If you follow Icelandic news you will once in a while come across reports of names declined or names approved by what is known as Mannanafnanefnd, a jawbreaker (almost) right up there with Eyjafjallajökull. Mannanafnanefnd would trans literally be The Human Name Committee but in English they are known as the Icelandic Name Committee or the Personal Name Committee. Following up on a piece about the Icelandic naming system, here is an introduction to the Icelandic Name Committee
The committee consists of three individuals who each serve for four years. They are appointed by the Minister of Justice: one is nominated by the Icelandic Language Committee, one by the Faculty of Philosophy of the University of Iceland, and one by the university’s Faculty of Law. The committee’s not-so-simple task is to determine what new names should be allowed in the flora of first, middle and last names in Iceland.

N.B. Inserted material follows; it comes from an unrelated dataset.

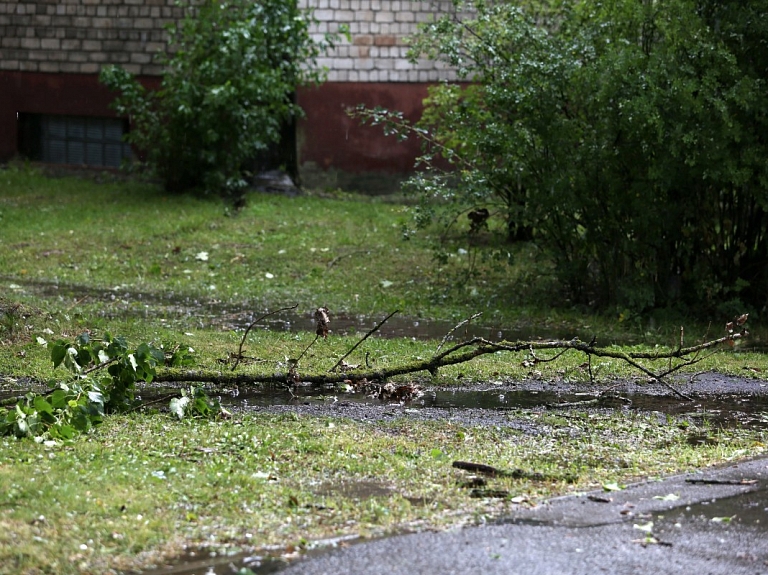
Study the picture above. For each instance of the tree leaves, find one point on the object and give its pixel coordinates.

This makes for an unpopular role, as Icelanders are not only original when it comes to art and music, they also want give original names to their original offspring, and the debate between the name committee and the parents or people who simply want a name change often finds its way into the media.
The Name Committee must adhere to its given rules and order must exist in the universe of Icelandic names. A new name is considered for its compatibility with Icelandic tradition and the likelihood that it might cause the bearer embarrassment is also considered. Under Article 5 of the Personal Names Act, names must be compatible with Icelandic grammar (in which all nouns, including proper names, have grammatical gender and change their forms according to the language’s case system). Names must also contain only letters occurring in the Icelandic alphabet, so no C and Z and lastly a name’s grammatical gender must match the sex of the person bearing the name.